We need to cover two more types of tests for two sample tests, but first a quick review. (Well, nothing ever seems to be quick but bear with me.)
The standard $t$-test begins with a statistic
$$t = \frac{(\bar{y_1} - \bar{y_2}) - (\mu_1 - \mu_2)}{ \sqrt{\frac{s_1^2}{n_1} + \frac{s_2^2}{n_2} } }$$
The assumptions that allow us to know the distribution of $t$ are that the individual $X_i$ are approximately normal. (The statistic is somewhat robust). If this is the case then, the distribution of $t$ is the $t$-distribution with the following degrees of freedom
$$\frac{\left(s_1^2/(n_1) + s_1^2/(n_1)\right)^2 }{ \frac{(s_1^2/(n_1))^2}{n_1-1} + \frac{(s_2^2/(n_2))^2}{n_2-1} }$$
This does not assume that the variances are equal. If this is the case, then one pools the data to make a better estimate of $\sigma$ the common standard deviation. If we denote the estimate by $s_p$, then one has
$$s_p = \frac{(n_1-1)s_1 + (n_2 - 2) s_2}{n_1 +n_2 -2}.$$
And the new $t$ statistic
$$t = \frac{(\bar{y_1} - \bar{y_2}) - (\mu_1 - \mu_2)}{ s_p\sqrt{\frac{1}{n_1} + \frac{1}{n_2} } },$$
again has the $t$ distribution, but with the more manageable $n_1 + n_2 -2$ degrees of freedom.
Another simplification to the above, comes when the samples are paired up in an attempt to minimize differences between the pairs. If one sample is denoted $X_1,X_2, ..., X_n$ and the other $Y_1,Y_2,...,Y_n$ (same size), then the essential sequence is the differences $D_i = X_i - Y_i$. If the individual observations are normal (or nearly normal) then, the the sequence $D_1,D_2,...,D_n$, may be analyzed with a one-sample $t$ test.
For example, suppose a Reebok wishes to test a new sole on a sneaker against the current one. It creates pairs of shoes each having identical looking, but different soles. The left and right are assigned randomly. These shoes are then tested on 10 children and wear is measures. Suppose larger numbers indicate more wear. The data is given by
old | 90 | 100 | 119 | 98 | 88 | 110 | 86 | 112 | 112 | 102 |
---|---|---|---|---|---|---|---|---|---|---|
new | 83 | 93 | 114 | 93 | 81 | 101 | 80 | 105 | 106 | 94 |
Differences | -7 | -7 | -5 | -5 | -7 | -9 | -6 | -7 | -6 | -8 |
Are these two shoe soles identical? Let’s try the standard $t$-test.
First we check for equal sized variances with side-by-side boxplots. They seem to be, so we would try the $t$-test with pooled data. Our hypotheses are
$$H_0: \mu_1 -\mu_2 = 0,\quad H_A: \mu_1 - \mu_2 > 0$$
That is the alternative is that the new sole is better (less wear). Our $t$-statistic under the null hypotheses gives a $p$-value of 0.2072.

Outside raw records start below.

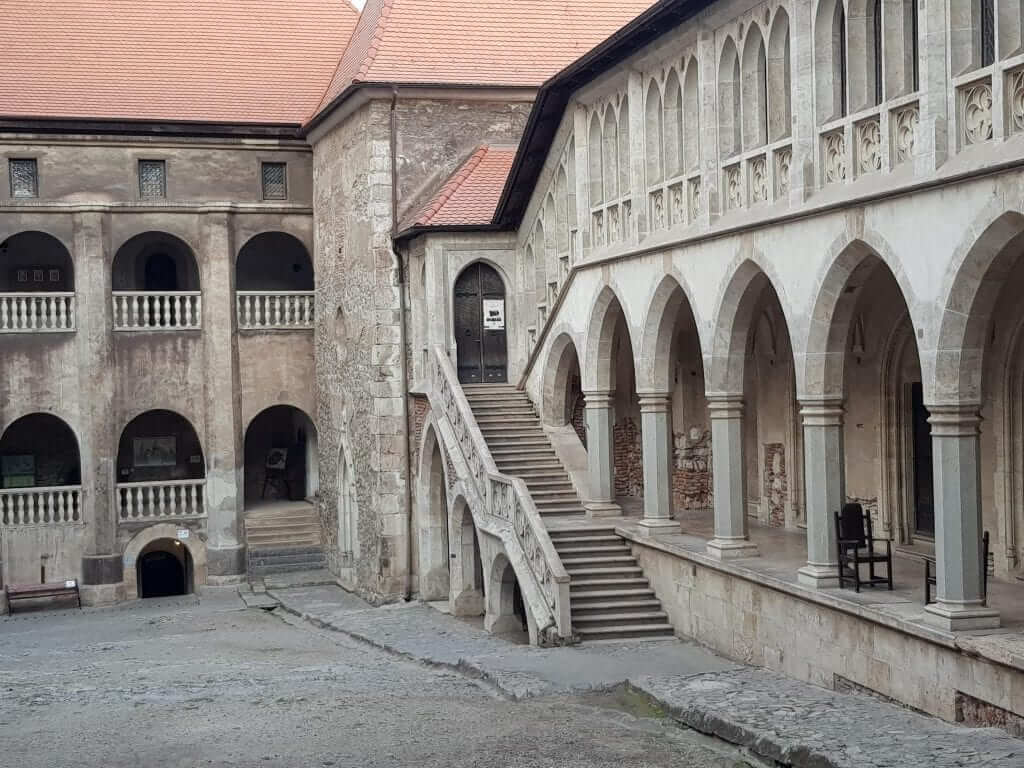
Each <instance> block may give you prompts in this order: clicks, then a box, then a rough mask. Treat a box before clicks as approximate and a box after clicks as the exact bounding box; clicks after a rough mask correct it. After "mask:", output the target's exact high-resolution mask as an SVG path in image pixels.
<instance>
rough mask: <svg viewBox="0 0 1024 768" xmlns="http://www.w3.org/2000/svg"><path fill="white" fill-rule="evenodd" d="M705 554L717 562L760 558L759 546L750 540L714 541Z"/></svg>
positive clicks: (708, 544) (714, 540)
mask: <svg viewBox="0 0 1024 768" xmlns="http://www.w3.org/2000/svg"><path fill="white" fill-rule="evenodd" d="M705 552H706V553H707V554H708V555H709V556H710V557H714V558H715V559H716V560H737V559H739V558H740V557H758V556H759V555H760V554H761V553H760V552H758V545H756V544H754V542H752V541H750V540H749V539H712V540H711V541H710V542H708V546H707V548H706V549H705Z"/></svg>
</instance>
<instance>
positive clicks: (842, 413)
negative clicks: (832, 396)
mask: <svg viewBox="0 0 1024 768" xmlns="http://www.w3.org/2000/svg"><path fill="white" fill-rule="evenodd" d="M844 412H845V410H844V408H843V398H842V397H813V398H804V399H802V400H800V417H801V419H802V420H803V422H804V426H805V427H841V426H843V414H844Z"/></svg>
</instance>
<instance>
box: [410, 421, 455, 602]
mask: <svg viewBox="0 0 1024 768" xmlns="http://www.w3.org/2000/svg"><path fill="white" fill-rule="evenodd" d="M445 471H446V470H445V466H444V457H443V454H442V452H441V446H440V441H439V440H438V439H437V432H436V428H435V426H434V424H433V422H432V421H431V422H430V423H429V424H428V425H427V426H426V428H425V429H424V430H423V438H422V440H421V441H420V465H419V471H418V472H417V486H418V490H417V506H416V513H417V524H416V527H415V535H416V545H417V546H416V547H415V548H414V556H415V557H416V562H415V563H414V572H416V573H417V574H418V575H419V582H420V584H419V586H420V589H419V593H420V599H421V600H446V599H447V598H449V595H450V593H451V590H452V578H451V570H450V568H451V557H450V554H451V547H450V545H449V530H447V519H449V508H447V484H446V480H445Z"/></svg>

However, if we apply the simple one-sample $t$-test to the differences with the hypotheses
$$H_0: \mu_1= 0,\quad H_A: \mu_1 > 0,$$
where $\mu_1$ is the mean of the differences, we get a $p$-value of 3.93e-08 or essentially 0.

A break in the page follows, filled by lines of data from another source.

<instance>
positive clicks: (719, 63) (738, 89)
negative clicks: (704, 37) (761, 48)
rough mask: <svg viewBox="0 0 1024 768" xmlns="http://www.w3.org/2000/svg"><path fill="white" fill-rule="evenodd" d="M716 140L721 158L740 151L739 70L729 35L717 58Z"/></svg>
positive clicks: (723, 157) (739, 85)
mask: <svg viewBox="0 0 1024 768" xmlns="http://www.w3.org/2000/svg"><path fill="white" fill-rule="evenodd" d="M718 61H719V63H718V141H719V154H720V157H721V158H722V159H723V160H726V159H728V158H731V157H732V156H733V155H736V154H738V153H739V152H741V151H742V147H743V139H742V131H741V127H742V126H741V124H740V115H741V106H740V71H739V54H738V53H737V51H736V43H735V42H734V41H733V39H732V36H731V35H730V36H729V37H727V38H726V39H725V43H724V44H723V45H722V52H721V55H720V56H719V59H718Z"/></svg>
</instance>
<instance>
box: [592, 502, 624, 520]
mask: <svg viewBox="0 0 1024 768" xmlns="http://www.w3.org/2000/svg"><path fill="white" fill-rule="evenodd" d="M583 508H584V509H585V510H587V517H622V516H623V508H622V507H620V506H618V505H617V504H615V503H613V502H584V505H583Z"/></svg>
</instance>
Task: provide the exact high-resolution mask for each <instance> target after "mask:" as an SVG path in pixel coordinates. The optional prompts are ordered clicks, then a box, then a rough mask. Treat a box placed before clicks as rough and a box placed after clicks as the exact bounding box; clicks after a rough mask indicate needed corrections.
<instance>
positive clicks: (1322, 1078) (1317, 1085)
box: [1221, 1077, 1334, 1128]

As an aside, for those of you who like this stuff, essentially what we are assuming is that
$$Y_i = X_i + \epsilon_i$$
where $\epsilon_i$ is normal with unknown mean $\mu$ and standard deviation $\sigma$. We are testing if $\mu=0$ or not. When we study regression, the assumption will be that $Y_i = b_0 + b_1 X_i + \epsilon_i$ which is very similar looking.
Sometimes, the assumption of normality or near normality is just not true. Then what can you do? A rank transform test is available to test if the two distribution have the same shape, and different centers. For example, it can detect between normal with mean 10 and standard deviation 10, against normal with mean 20 and standard deviation 10, but not necessary normal with mean 10 and standard deviation 20.

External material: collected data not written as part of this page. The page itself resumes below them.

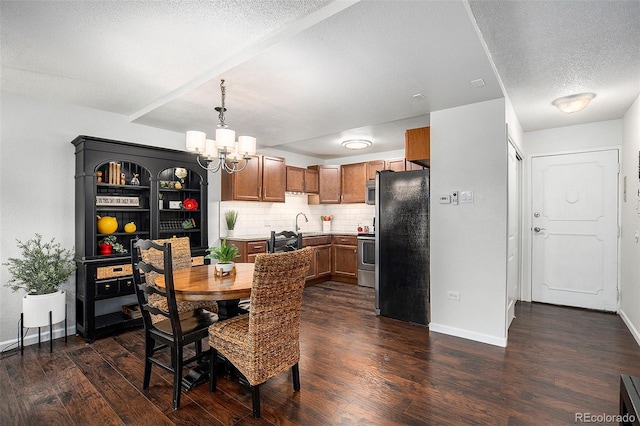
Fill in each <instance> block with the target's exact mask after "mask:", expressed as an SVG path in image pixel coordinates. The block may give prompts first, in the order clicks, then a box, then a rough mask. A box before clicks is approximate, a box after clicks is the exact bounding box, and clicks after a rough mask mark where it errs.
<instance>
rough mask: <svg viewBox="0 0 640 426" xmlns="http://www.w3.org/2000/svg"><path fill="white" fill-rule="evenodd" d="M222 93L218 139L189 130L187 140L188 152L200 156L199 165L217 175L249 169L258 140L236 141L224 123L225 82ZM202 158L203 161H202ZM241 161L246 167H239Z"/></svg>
mask: <svg viewBox="0 0 640 426" xmlns="http://www.w3.org/2000/svg"><path fill="white" fill-rule="evenodd" d="M220 92H221V94H222V106H219V107H216V108H215V110H216V111H218V119H219V120H220V122H219V123H218V128H217V129H216V139H215V140H212V139H207V135H206V133H204V132H200V131H197V130H189V131H188V132H187V140H186V145H187V151H190V152H193V153H194V154H198V164H200V167H202V168H203V169H205V170H208V171H210V172H212V173H215V172H217V171H218V170H220V169H222V170H224V171H225V172H227V173H229V174H231V173H237V172H241V171H243V170H244V169H245V167H247V164H249V160H251V157H250V156H251V155H253V154H255V153H256V138H254V137H252V136H240V137H239V138H238V141H236V132H234V131H233V130H231V129H228V128H227V127H228V126H227V124H226V123H225V122H224V112H225V111H226V110H227V109H226V108H225V107H224V99H225V87H224V80H221V81H220ZM201 157H202V158H203V160H201V159H200V158H201ZM216 159H217V161H216ZM241 160H244V165H242V167H238V164H239V163H240V161H241ZM203 162H204V163H203Z"/></svg>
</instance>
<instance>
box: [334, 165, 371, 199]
mask: <svg viewBox="0 0 640 426" xmlns="http://www.w3.org/2000/svg"><path fill="white" fill-rule="evenodd" d="M341 169H342V170H341V174H340V179H341V188H342V189H341V191H342V197H341V199H340V202H341V203H344V204H347V203H364V187H365V181H366V180H367V163H355V164H345V165H343V166H341Z"/></svg>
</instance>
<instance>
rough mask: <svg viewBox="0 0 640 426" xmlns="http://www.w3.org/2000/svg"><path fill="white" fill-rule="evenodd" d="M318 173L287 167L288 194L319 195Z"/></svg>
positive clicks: (311, 171)
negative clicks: (315, 194)
mask: <svg viewBox="0 0 640 426" xmlns="http://www.w3.org/2000/svg"><path fill="white" fill-rule="evenodd" d="M318 188H319V184H318V171H317V170H312V169H303V168H302V167H294V166H287V192H304V193H311V194H317V193H318Z"/></svg>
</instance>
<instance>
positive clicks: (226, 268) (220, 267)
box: [216, 262, 233, 273]
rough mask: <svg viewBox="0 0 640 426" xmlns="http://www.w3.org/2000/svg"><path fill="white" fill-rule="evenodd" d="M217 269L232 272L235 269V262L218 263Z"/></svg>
mask: <svg viewBox="0 0 640 426" xmlns="http://www.w3.org/2000/svg"><path fill="white" fill-rule="evenodd" d="M216 269H217V270H218V271H222V273H227V272H231V270H232V269H233V262H230V263H216Z"/></svg>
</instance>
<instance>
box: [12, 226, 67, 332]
mask: <svg viewBox="0 0 640 426" xmlns="http://www.w3.org/2000/svg"><path fill="white" fill-rule="evenodd" d="M16 241H17V242H18V248H19V249H20V250H21V251H22V255H21V257H19V258H18V257H12V258H9V259H8V260H7V262H6V263H3V265H5V266H7V269H8V271H9V273H10V274H11V275H12V277H13V278H12V279H11V280H9V281H8V282H7V284H6V286H7V287H9V288H11V289H12V290H13V291H14V292H15V291H18V290H20V289H24V290H26V292H27V294H26V295H25V296H24V298H23V299H22V313H23V314H24V315H23V324H22V326H23V327H41V326H44V325H47V324H49V312H51V313H52V323H53V324H55V323H58V322H60V321H62V320H64V318H65V292H64V291H62V290H60V286H61V285H62V284H64V283H65V282H66V281H67V280H68V279H69V277H70V276H71V274H73V272H74V271H75V270H76V264H75V262H74V260H73V250H66V249H63V248H62V246H61V245H60V243H56V242H55V238H53V239H51V241H49V242H43V241H42V235H40V234H36V235H35V237H34V238H32V239H30V240H28V241H27V242H22V241H20V240H16Z"/></svg>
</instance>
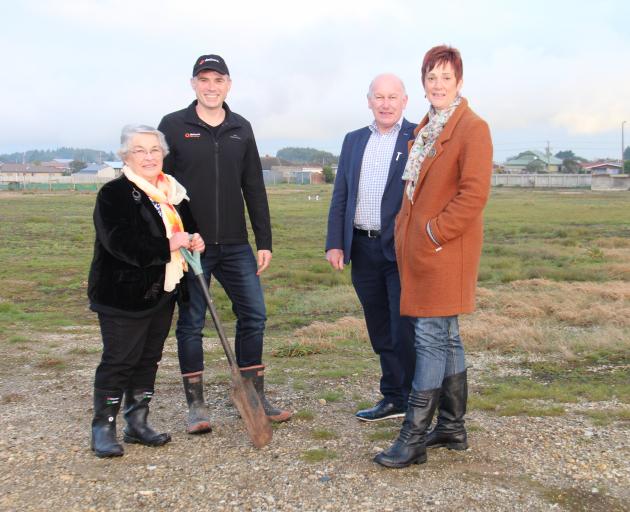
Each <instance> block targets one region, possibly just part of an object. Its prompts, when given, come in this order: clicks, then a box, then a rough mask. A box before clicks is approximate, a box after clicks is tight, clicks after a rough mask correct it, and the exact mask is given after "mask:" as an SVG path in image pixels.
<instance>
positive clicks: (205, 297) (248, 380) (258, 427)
mask: <svg viewBox="0 0 630 512" xmlns="http://www.w3.org/2000/svg"><path fill="white" fill-rule="evenodd" d="M179 250H180V252H181V253H182V255H183V256H184V258H185V259H186V261H187V262H188V264H189V265H190V267H191V269H192V271H193V273H194V274H195V276H196V277H197V283H198V284H199V286H200V287H201V291H202V292H203V295H204V297H205V299H206V304H207V305H208V309H209V310H210V316H211V317H212V321H213V322H214V326H215V327H216V329H217V333H218V334H219V339H220V340H221V345H223V350H224V351H225V355H226V356H227V359H228V362H229V363H230V372H231V374H232V388H231V393H230V394H231V397H232V402H234V405H235V406H236V408H237V409H238V412H239V413H240V415H241V418H242V419H243V421H244V422H245V428H246V429H247V434H248V435H249V437H250V439H251V441H252V443H253V445H254V446H255V447H256V448H262V447H263V446H266V445H268V444H269V443H270V442H271V437H272V435H273V432H272V430H271V424H270V423H269V418H267V415H266V414H265V410H264V409H263V406H262V403H261V401H260V397H259V396H258V393H257V392H256V389H254V385H253V383H252V381H251V380H249V379H243V377H242V376H241V372H240V370H239V368H238V363H237V362H236V356H235V355H234V351H233V350H232V347H231V346H230V344H229V343H228V340H227V337H226V336H225V331H224V330H223V325H222V324H221V321H220V320H219V315H218V313H217V309H216V307H215V305H214V301H213V300H212V296H211V295H210V291H209V290H208V285H207V284H206V281H205V278H204V275H203V269H202V267H201V258H200V254H199V253H198V252H194V253H191V252H190V251H189V250H187V249H185V248H183V247H181V248H180V249H179Z"/></svg>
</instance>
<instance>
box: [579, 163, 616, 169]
mask: <svg viewBox="0 0 630 512" xmlns="http://www.w3.org/2000/svg"><path fill="white" fill-rule="evenodd" d="M610 168H614V169H621V164H619V163H617V162H595V163H593V162H589V163H587V164H584V165H582V169H588V170H591V169H610Z"/></svg>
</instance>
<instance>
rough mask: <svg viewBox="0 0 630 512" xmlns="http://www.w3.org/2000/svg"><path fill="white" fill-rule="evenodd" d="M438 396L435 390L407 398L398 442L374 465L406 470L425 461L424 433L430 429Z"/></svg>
mask: <svg viewBox="0 0 630 512" xmlns="http://www.w3.org/2000/svg"><path fill="white" fill-rule="evenodd" d="M439 394H440V390H439V389H431V390H428V391H412V392H411V393H410V394H409V407H408V408H407V414H406V415H405V421H404V422H403V426H402V429H401V430H400V434H398V439H396V441H394V444H393V445H392V446H391V447H390V448H389V450H385V451H384V452H381V453H379V454H378V455H377V456H376V457H374V462H376V463H378V464H380V465H381V466H386V467H388V468H406V467H407V466H410V465H411V464H422V463H424V462H426V461H427V448H426V444H425V440H426V432H427V429H428V428H429V426H430V425H431V420H432V419H433V413H434V412H435V408H436V406H437V401H438V397H439Z"/></svg>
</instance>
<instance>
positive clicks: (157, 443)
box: [123, 434, 171, 447]
mask: <svg viewBox="0 0 630 512" xmlns="http://www.w3.org/2000/svg"><path fill="white" fill-rule="evenodd" d="M123 441H124V442H125V443H128V444H141V445H143V446H151V447H155V446H164V445H165V444H166V443H170V442H171V436H170V435H169V434H167V435H166V436H165V437H164V438H162V439H156V440H155V441H145V440H144V439H140V438H139V437H133V436H130V435H129V434H125V435H124V437H123Z"/></svg>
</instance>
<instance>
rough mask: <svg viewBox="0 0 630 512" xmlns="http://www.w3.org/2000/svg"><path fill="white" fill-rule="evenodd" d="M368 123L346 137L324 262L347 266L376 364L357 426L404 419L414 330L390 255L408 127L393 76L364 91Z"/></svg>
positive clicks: (340, 160)
mask: <svg viewBox="0 0 630 512" xmlns="http://www.w3.org/2000/svg"><path fill="white" fill-rule="evenodd" d="M367 100H368V107H369V108H370V110H372V113H373V114H374V121H373V122H372V123H371V124H370V125H369V126H366V127H364V128H360V129H359V130H355V131H353V132H350V133H348V134H347V135H346V137H345V139H344V141H343V146H342V147H341V155H340V157H339V166H338V168H337V177H336V178H335V187H334V189H333V197H332V200H331V203H330V211H329V214H328V235H327V237H326V259H327V260H328V262H329V263H330V265H331V266H332V267H333V268H334V269H335V270H343V268H344V265H347V264H348V263H349V262H350V261H352V269H351V277H352V284H353V285H354V288H355V291H356V292H357V295H358V297H359V300H360V302H361V305H362V306H363V312H364V314H365V322H366V324H367V330H368V334H369V336H370V342H371V343H372V348H373V349H374V352H376V354H378V356H379V359H380V363H381V381H380V391H381V394H382V395H383V398H382V399H381V400H380V401H379V402H378V403H377V404H376V405H375V406H374V407H371V408H369V409H364V410H361V411H358V412H357V413H356V417H357V418H358V419H360V420H361V421H380V420H385V419H389V418H400V417H402V416H404V414H405V411H406V409H407V401H408V398H409V391H410V389H411V380H412V378H413V374H414V365H415V359H416V356H415V352H414V349H413V336H412V335H411V334H412V333H411V328H412V324H411V322H409V321H408V320H407V319H405V318H402V319H401V317H400V278H399V275H398V268H397V266H396V254H395V253H394V220H395V218H396V214H397V213H398V210H399V209H400V204H401V201H402V193H403V181H402V173H403V170H404V169H405V163H406V162H407V152H408V151H407V141H408V140H409V139H412V138H413V129H414V127H415V125H414V124H412V123H410V122H409V121H407V120H406V119H405V118H404V117H403V110H404V109H405V106H406V105H407V94H406V92H405V86H404V85H403V83H402V81H401V80H400V78H398V77H397V76H395V75H391V74H383V75H379V76H377V77H376V78H374V80H372V83H371V84H370V87H369V90H368V94H367Z"/></svg>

The basic idea of the rank transform is to combine all the numbers together and then rank them from smallest to largest. For these ranks, we assign a minus sign if the original number was from the first sample and a plus sign if from the second. This yields a set of numbers with average 0. A one-sample $t$-test is applied and studies as though the $t$-distribution is appropriate.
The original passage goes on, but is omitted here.